Well, take notes from former FBI undercover operative David Gletty as he tells his story about going behind the scenes of the White Power Movement. The action-packed story of the events uncovers the inner workings of extremists groups that led to the arrest and conviction of dozens of these groups.
Over four years, Gletty and his partner Joe witnessed criminal activity of organizations such as the Ku Klux Klan, the National Socialist Movement, the White Power Movement, the League of the South and Skinhead organizations. The duo reveals their findings in the book Undercover Nazi, available in bookstores for $24.95.
CT: Give us some background about your FBI career.
DG: The case that got me an in with the FBI happened several years ago while my legal militia group was in the Appalachian Trails. We saw other militia groups there training, and they wanted us to join. They said they had joined al Qaeda and had enough materials to make several dirty suitcase nuclear size bombs. The attack was planned to happen at Epcot in Orlando, FL on Hitler’s birthday.
CT: Your major assignment was with the White Power Movement, how did you get them to trust you?
DG: I used my real name, real jobs I’d done, my real address so that I could have a trustworthy source if they ever checked up on me. I hooked up with the groups in central Florida, and that’s when the crazy things started to happen. We had to fight-train with these guys. They’re all into violence, and we gained their confidence by letting them beat our asses. We had to do certain things to let them know we weren’t cops, so we partied with them and not just by drinking beer.
CT: What are some of the crimes you witnessed?
DG: They beat people down on the sidewalk just because of their color, or if they saw a black guy with a white girl, they beat them down. They murdered some Mexican drug dealers in Daytona. They raped young girls who’d show up at parties just being curious. They committed some domestic terrorism in Jacksonville, FL, and they did some drive by shootings where communist festivals were supposed to be held. I never pulled the trigger. I had to be there as “one of the boys,” but I was collecting evidence against them and would never actually be the person committing the crime or be the leader of the people committing the crime.
CT: What were you thinking having to watch those crimes being committed?
DG: At the time, you’re trained to not give up the mission because someone happened to be at the wrong place at the wrong time. I’m always armed and I could’ve pulled my weapon out and stopped some of it, but I would’ve put my life and the mission we were on in jeopardy. So it really plays with you because you wanted to stop young girls from being raped, and you wanted to stop people from being murdered. But you know that these thugs are going to get what’s coming to them when it all wraps up.

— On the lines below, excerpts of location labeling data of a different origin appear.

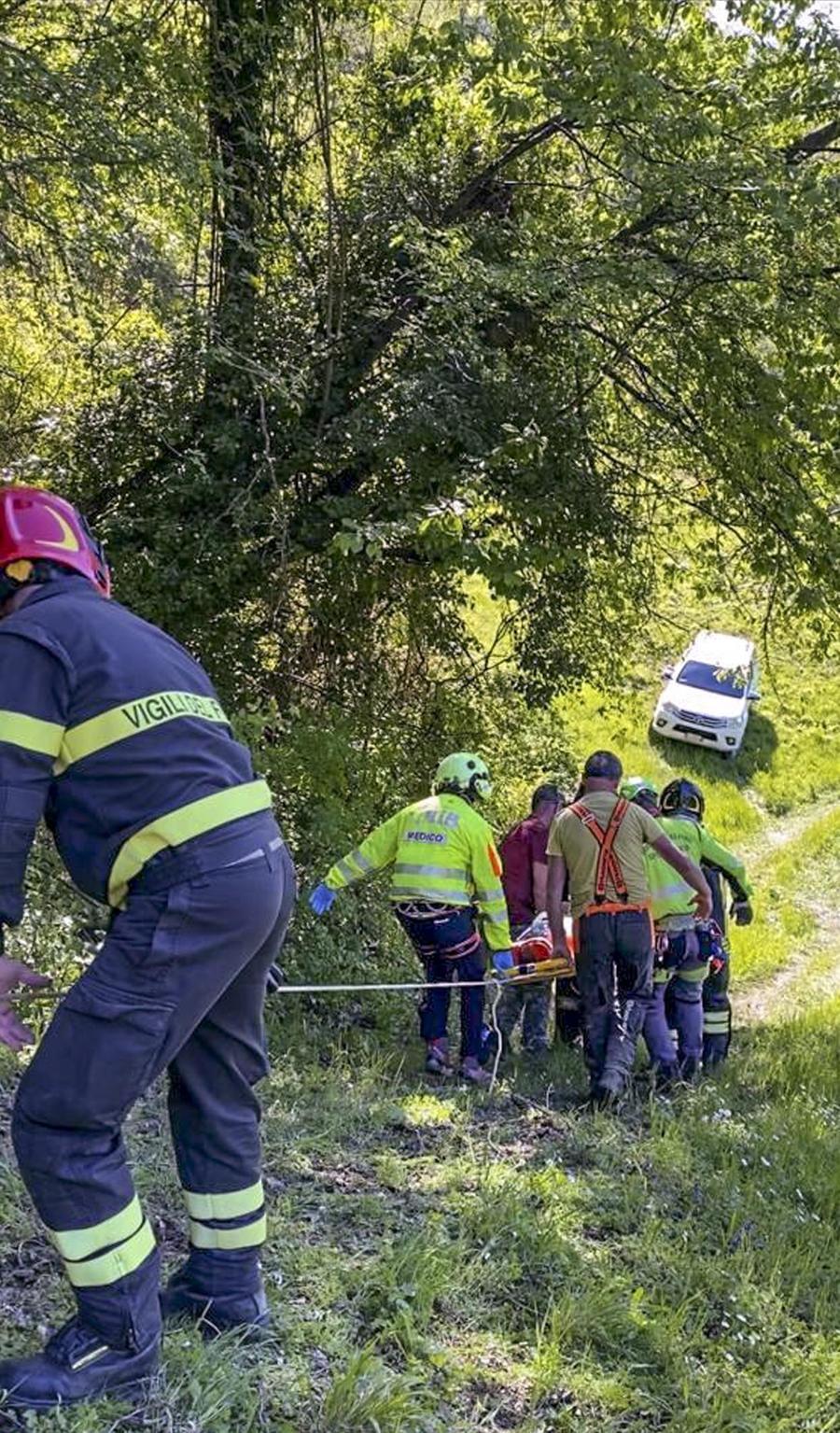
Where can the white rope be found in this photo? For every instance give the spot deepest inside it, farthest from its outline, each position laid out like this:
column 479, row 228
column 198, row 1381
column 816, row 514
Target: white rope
column 422, row 985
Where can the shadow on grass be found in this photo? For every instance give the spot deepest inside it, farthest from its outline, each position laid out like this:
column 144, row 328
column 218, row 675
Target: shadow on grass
column 760, row 744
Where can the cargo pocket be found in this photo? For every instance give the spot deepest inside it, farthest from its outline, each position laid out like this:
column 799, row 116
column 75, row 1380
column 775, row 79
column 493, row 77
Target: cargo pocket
column 98, row 1057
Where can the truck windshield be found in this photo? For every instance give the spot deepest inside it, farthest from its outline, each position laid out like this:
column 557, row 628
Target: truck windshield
column 725, row 681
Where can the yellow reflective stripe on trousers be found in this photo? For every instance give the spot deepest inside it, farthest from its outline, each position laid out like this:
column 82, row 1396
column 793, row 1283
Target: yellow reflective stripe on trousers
column 225, row 1205
column 245, row 1237
column 43, row 737
column 123, row 1260
column 181, row 825
column 80, row 1243
column 133, row 718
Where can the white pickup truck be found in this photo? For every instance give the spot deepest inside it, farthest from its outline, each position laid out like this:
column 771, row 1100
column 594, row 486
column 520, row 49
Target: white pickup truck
column 707, row 694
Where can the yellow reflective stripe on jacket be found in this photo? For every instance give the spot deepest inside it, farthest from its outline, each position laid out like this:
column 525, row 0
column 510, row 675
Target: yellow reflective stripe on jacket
column 43, row 737
column 80, row 1243
column 123, row 1260
column 447, row 873
column 179, row 825
column 225, row 1205
column 133, row 718
column 492, row 896
column 244, row 1237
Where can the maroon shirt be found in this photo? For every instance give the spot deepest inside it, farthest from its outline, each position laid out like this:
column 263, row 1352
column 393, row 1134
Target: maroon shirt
column 524, row 847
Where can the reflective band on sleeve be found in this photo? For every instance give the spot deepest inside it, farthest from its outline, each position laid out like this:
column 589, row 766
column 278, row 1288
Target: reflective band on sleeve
column 444, row 873
column 244, row 1237
column 80, row 1243
column 181, row 825
column 32, row 734
column 123, row 1260
column 225, row 1205
column 133, row 718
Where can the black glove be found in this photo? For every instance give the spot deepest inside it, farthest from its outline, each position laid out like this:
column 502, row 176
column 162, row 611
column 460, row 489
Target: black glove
column 741, row 912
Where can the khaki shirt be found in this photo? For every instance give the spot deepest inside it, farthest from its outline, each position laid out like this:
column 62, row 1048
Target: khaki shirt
column 580, row 850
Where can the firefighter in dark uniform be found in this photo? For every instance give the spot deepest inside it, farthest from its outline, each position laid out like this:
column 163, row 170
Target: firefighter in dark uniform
column 114, row 733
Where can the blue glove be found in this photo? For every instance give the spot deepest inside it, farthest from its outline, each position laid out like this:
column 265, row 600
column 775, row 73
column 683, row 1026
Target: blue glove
column 321, row 899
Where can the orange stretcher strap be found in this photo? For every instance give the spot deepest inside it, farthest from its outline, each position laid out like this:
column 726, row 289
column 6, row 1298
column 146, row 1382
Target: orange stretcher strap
column 608, row 865
column 614, row 907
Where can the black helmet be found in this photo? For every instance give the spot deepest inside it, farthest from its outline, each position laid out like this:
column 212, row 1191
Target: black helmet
column 682, row 795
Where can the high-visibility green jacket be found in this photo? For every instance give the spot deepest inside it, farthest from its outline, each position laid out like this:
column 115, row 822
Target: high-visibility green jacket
column 439, row 850
column 670, row 894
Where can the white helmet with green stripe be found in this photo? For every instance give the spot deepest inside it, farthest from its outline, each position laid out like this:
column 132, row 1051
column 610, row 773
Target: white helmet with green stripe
column 463, row 774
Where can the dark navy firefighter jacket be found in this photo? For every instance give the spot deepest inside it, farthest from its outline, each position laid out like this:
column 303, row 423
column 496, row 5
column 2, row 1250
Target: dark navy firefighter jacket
column 115, row 736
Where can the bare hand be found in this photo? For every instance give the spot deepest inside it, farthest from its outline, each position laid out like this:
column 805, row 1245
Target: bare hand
column 13, row 975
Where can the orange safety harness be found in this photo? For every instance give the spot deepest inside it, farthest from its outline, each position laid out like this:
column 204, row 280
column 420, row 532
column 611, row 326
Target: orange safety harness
column 608, row 865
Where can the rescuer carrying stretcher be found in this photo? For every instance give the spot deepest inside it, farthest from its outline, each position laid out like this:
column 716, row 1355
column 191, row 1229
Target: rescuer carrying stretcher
column 601, row 841
column 115, row 734
column 447, row 896
column 690, row 955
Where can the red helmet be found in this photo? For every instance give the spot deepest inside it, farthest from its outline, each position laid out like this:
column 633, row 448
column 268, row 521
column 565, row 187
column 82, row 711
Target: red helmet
column 37, row 525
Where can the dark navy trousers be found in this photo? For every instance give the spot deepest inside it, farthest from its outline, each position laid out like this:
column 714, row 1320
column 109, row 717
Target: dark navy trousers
column 614, row 966
column 178, row 985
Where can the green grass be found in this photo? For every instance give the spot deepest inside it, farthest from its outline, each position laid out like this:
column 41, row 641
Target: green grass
column 446, row 1261
column 443, row 1261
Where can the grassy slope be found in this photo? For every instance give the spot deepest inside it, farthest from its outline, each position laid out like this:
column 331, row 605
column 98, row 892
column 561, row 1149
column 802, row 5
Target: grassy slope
column 441, row 1260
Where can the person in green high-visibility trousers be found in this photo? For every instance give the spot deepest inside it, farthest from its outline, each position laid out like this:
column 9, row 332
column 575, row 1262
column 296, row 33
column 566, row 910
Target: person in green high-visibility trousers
column 446, row 893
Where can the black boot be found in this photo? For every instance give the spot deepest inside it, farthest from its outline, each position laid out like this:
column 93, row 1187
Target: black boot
column 216, row 1313
column 666, row 1076
column 77, row 1365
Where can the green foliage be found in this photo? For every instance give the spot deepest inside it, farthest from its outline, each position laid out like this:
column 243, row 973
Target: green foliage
column 444, row 292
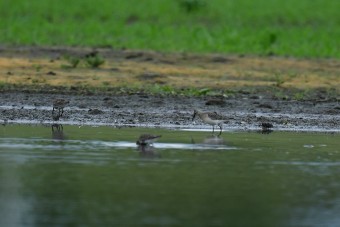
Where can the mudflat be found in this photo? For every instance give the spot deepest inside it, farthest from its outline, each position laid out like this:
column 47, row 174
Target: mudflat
column 140, row 88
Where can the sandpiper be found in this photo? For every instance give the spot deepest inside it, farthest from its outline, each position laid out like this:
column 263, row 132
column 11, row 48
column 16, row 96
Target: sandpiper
column 146, row 139
column 209, row 118
column 59, row 104
column 266, row 126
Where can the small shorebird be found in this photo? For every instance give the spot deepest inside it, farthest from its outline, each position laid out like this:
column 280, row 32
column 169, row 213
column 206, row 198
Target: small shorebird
column 59, row 104
column 266, row 126
column 209, row 118
column 146, row 139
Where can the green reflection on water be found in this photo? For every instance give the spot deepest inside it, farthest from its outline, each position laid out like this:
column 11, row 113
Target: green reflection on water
column 97, row 176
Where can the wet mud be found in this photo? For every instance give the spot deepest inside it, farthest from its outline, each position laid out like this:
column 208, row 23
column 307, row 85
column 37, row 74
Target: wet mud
column 259, row 90
column 244, row 112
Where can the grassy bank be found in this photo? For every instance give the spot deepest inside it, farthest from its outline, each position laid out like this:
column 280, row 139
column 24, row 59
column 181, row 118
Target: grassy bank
column 301, row 28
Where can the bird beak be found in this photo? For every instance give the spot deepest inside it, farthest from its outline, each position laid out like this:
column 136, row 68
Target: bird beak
column 193, row 117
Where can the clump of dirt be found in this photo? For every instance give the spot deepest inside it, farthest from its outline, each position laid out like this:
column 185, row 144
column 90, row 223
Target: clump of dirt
column 140, row 88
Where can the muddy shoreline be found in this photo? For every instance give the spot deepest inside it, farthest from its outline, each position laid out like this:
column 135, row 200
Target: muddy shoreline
column 291, row 94
column 244, row 112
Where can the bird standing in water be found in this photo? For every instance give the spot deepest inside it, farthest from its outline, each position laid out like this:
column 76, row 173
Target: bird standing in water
column 59, row 104
column 209, row 118
column 146, row 139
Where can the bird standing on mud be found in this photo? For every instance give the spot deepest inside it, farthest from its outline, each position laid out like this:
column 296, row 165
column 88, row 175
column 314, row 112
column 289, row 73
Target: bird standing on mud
column 146, row 139
column 209, row 118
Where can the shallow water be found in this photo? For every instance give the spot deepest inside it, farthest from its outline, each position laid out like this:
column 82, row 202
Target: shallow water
column 97, row 176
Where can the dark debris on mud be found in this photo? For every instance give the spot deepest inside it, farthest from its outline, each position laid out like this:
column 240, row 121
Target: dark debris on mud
column 242, row 112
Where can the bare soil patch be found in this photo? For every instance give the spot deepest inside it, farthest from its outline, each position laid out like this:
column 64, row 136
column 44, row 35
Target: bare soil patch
column 290, row 93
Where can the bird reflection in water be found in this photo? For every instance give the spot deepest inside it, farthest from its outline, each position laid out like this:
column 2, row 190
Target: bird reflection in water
column 214, row 140
column 145, row 145
column 211, row 140
column 147, row 151
column 58, row 132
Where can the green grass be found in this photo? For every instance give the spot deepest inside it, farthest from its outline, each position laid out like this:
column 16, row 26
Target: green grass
column 300, row 28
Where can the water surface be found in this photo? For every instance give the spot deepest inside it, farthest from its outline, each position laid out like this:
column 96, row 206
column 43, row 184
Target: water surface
column 98, row 176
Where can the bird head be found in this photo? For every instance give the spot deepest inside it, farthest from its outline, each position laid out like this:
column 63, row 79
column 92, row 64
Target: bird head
column 194, row 115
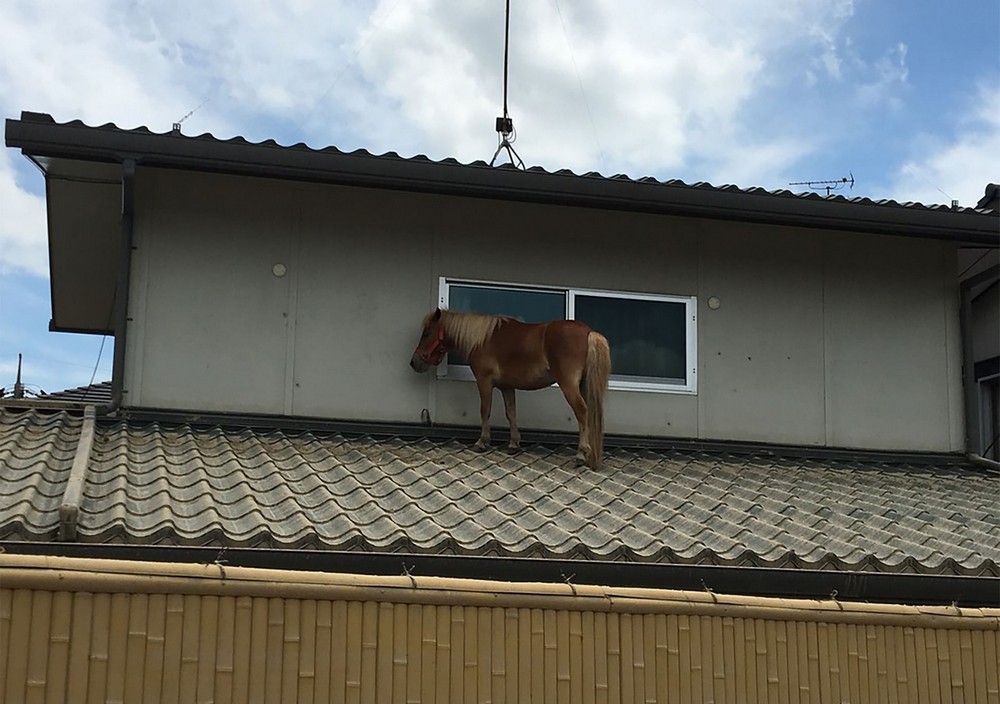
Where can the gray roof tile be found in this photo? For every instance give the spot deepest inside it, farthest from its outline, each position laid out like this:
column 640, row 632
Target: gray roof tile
column 160, row 484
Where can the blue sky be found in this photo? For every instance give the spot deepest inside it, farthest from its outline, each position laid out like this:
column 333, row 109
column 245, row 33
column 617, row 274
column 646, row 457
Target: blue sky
column 904, row 95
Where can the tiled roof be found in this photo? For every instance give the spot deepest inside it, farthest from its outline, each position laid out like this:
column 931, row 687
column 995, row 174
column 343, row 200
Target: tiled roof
column 183, row 485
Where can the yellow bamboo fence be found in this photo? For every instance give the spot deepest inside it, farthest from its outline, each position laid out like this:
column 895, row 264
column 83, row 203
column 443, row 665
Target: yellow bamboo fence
column 85, row 630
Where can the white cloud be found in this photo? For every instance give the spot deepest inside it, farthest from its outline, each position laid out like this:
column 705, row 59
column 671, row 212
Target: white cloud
column 960, row 168
column 23, row 242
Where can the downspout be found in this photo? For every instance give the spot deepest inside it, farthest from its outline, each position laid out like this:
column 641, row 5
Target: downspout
column 972, row 418
column 69, row 509
column 122, row 288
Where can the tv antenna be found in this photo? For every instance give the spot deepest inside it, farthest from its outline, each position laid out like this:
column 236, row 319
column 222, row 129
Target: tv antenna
column 830, row 185
column 505, row 126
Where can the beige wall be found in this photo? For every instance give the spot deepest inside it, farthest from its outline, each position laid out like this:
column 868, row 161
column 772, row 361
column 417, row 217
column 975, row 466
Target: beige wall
column 822, row 338
column 96, row 631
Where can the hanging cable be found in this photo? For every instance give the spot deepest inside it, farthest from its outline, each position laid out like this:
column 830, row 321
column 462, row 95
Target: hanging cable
column 505, row 126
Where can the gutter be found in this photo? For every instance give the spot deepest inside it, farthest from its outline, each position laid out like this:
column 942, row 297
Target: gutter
column 131, row 577
column 881, row 587
column 122, row 288
column 39, row 135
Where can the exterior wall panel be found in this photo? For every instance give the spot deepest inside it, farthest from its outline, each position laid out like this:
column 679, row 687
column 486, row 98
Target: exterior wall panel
column 821, row 338
column 437, row 644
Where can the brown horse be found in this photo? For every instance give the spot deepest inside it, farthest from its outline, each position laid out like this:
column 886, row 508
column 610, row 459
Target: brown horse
column 507, row 354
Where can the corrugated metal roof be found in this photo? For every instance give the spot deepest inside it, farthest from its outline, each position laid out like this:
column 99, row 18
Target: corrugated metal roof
column 40, row 137
column 184, row 485
column 99, row 393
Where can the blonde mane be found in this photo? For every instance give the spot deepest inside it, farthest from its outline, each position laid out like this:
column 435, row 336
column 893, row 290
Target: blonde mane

CT: Were you ever almost exposed?
DG: One time at a party, you could tell there was an informant there, some guy that just got out of jail. They were patting this guy down and getting pretty rough with him. Here I am with my recording device on, so all the sudden I had to “use the bathroom” and went to my vehicle to drop the recording device off.
CT: What made the FBI say it was time to move in?
DG: My group was going around robbing drug dealers at gun point. They thought it was like Robin Hood type stuff. We’d set up a meeting with a drug dealer, then go up at gun point and take their drugs, money and even pull out their gold teeth sometimes. So the FBI said, “OK, before any public gets hurt, let’s go ahead and throw down on them.”
CT: Did you shave your head?
DG: No, I pretty much kept the same hairstyle, dressed the same in shorts and a nice shirt.
CT: Did you ever have to wear the Klan attire?
DG: No. Those are reserved for people in the brotherhood.
CT: How long were you undercover?
DG: 4 years
CT: What happened to your personal life during that time?
DG: I could never keep any girlfriends because you always had to lie to them. Some really thought I was a criminal because I was sneaking out real late at night. My mother lived with me, and she always knew what was going on. I was always worried about her, but I had security measures in place, and they’d have to be pretty good to get past what I had.
CT: What experiences prepared you?
DG: The route I took was a little different than going to school and getting groomed in as an FBI agent. I came in as a civilian operative with no real police training and then once I got
in, they showed me how they wanted me to do things. You can come in as a civilian operative if you always keep your eyes open and can uncover a substantial crime that might hurt the public.
CT: What does the FBI look for in applicants?
DG: You never want to get in trouble. If you’ve ever robbed anyone, forget about it. DUI really is not acceptable because that just shows lack of self-control and discipline. They look for you to be in shape, have self-discipline and intelligence.
CT: What quality was important to you while undercover?
DG: Always stay in shape. You’re not going to be chasing anyone. You’re going to be running for your life.